Tracking grocery expenses

An interesting trend is the increase in online services providing APIs with a cost per query. This seems particularly useful for data extraction on parsing tasks. Obtaining usable data from various sources is not necessarily difficult, but automated solutions such as data munging scripts can be tedious. Once you have finished a parser you tend to be sapped of the creativity you went in with for uses of the data.

I came across the parsing service Parseur, which charges a few cents to extract data from a document, in particular emails.

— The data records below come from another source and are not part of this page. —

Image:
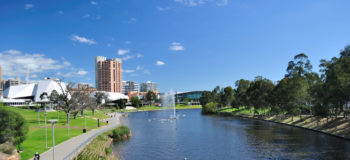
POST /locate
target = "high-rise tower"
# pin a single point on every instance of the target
(108, 74)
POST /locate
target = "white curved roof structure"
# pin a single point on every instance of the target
(34, 90)
(112, 96)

To test the service, I thought of something I have been curious about for a while: whether my monthly grocery spending has changed over the last couple of years. I order groceries from Whole Foods, and some time in the last year I changed the frequency of how often I get groceries. Since I don’t order groceries at regular intervals, and the intervals have changed over time, it is hard to compare order-to-order regarding how much I’m spending on them.

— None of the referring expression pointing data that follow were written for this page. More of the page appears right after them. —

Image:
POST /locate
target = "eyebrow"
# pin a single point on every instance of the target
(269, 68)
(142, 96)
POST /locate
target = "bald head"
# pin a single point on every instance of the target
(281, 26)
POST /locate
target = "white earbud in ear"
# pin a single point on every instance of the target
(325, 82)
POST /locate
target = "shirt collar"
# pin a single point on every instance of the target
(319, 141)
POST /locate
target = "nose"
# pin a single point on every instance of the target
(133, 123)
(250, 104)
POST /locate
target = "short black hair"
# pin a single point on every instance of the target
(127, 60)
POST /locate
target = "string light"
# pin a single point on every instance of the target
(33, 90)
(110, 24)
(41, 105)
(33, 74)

In my email inbox I had 106 Whole Foods order receipts starting from November 2019. I signed up for Parseur, and forwarded all of them to my Parseur email for the task. Over the years, the format of the receipt emails has changed slightly, and getting general parsing templates took some trial and error.

After parsing the emails, I could download a CSV file with the extracted information. One column in the CSV has the timestamp of the order, and another column has the order amount.

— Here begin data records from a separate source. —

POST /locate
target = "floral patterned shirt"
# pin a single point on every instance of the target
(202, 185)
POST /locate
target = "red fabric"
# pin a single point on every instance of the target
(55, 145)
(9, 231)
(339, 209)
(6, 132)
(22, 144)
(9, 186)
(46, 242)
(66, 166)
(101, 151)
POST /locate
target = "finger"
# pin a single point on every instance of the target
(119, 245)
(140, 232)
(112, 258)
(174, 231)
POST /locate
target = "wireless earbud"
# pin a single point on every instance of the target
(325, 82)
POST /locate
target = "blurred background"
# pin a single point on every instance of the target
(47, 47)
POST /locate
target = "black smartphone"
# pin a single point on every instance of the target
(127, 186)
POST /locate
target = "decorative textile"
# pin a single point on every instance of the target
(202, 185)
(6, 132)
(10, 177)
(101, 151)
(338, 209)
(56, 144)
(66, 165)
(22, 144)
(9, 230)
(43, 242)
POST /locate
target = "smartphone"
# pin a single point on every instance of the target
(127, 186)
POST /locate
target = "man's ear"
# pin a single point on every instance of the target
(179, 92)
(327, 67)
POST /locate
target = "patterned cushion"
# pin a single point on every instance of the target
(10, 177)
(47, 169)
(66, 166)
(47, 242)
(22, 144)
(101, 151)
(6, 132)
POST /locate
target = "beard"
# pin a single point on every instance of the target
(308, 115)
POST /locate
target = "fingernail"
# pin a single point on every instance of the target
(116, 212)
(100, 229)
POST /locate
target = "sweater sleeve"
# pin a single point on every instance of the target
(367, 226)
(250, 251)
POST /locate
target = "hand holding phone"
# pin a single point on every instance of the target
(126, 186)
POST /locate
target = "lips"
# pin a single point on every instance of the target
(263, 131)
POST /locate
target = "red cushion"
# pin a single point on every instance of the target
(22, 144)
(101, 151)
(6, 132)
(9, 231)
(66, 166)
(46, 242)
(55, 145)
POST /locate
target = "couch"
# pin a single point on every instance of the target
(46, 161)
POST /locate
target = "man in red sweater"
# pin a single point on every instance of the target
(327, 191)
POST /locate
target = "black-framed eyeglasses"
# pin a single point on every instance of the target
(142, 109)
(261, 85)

To account for variation in order frequency over time, created a running window of 91 days, and calculated the sum of the orders in each running window. By dividing the results by three, I get an average monthly grocery spend value.

This way I learned that at the moment I am spending about $300 per month on groceries, with about +/- $50 month-to-month variation.

The first rise in the trend in 2019 is from starting to use the service and the running sum building up. The first drop is from the service breaking down at the beginning of the COVID pandemic, at which point limited deliveries were available. I don’t remember what happened at the end of 2020, but that was probably also related to the pandemic. Since then my spending was largely stable after the first quarter of 2021. The dip in the first quarter of 2022 is probably a reflection of a long vacation I had in April where I went to restaurants much more often than I usually do.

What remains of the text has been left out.